Shift: What would you say are areas at Luna Light that have the greatest opportunity for improvement?
Mike: For Luna Light, I don’t think we want to deal with shuttles. We’d also like to stretch the fact that there’s more than music. We tried really hard this year with the art but we definitely want to bring it out even more. We want to let people do more things then just sit and listen to music. We also love expanding what Heartfire was doing, which is something we need to put more time and effort into earlier. We want to provide tangible things for people to walk away with and improve the world. People should walk away with something knowledgeable from the festival. They’re doing it more on the West Coast and we can definitely bring that here.
Shift: How are you looking to grow and enhance the Luna Light experience next year?
Mike: We’re exploring ways in which we can push sustainability and consciousness and that we’re all on this one planet and we can come together. We’re looking to have booths or speakers to talk about various progressive ideas as well, which could also be incorporated into the spiritual heart center of the festival.

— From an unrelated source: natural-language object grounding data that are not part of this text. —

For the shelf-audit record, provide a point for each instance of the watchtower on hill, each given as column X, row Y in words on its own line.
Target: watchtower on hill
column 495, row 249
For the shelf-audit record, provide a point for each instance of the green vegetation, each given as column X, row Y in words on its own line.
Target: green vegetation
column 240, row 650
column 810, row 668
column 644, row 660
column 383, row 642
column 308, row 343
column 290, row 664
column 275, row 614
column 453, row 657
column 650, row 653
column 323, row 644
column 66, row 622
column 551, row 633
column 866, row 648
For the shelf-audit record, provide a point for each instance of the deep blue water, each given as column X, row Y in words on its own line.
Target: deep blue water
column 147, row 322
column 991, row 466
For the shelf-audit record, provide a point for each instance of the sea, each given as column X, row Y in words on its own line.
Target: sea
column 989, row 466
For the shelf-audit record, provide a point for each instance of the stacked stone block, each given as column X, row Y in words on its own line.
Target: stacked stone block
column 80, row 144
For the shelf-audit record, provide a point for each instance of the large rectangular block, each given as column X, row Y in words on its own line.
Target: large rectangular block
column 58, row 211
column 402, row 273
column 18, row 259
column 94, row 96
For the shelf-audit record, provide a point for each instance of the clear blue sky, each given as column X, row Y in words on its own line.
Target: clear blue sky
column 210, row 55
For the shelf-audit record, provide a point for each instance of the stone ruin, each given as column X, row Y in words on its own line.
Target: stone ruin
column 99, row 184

We love that Luna Light has the right intention behind it and is looking to be more than a festival with music and art but also striving to be a catalyst for changing peoples’ lives for the better. Given it was the inaugural year of this festival, there’s a few things, some of which we explored with Mike Rabito, that would firmly place Luna Light in the sphere of transformation-inducing festivals. Some suggestions of ours besides a spiritual heart center would be to provide more free water stations, larger festival grounds, and encourage more children to be a part of it like Gathering of the Vibes does where children 12 and under are free. We look forward to providing our input and advice for next year’s Luna Light as we see this emerging festival as being a catalyst seed that has been planted and with enough intention and care, it can dig its roots as deeply as other festivals have.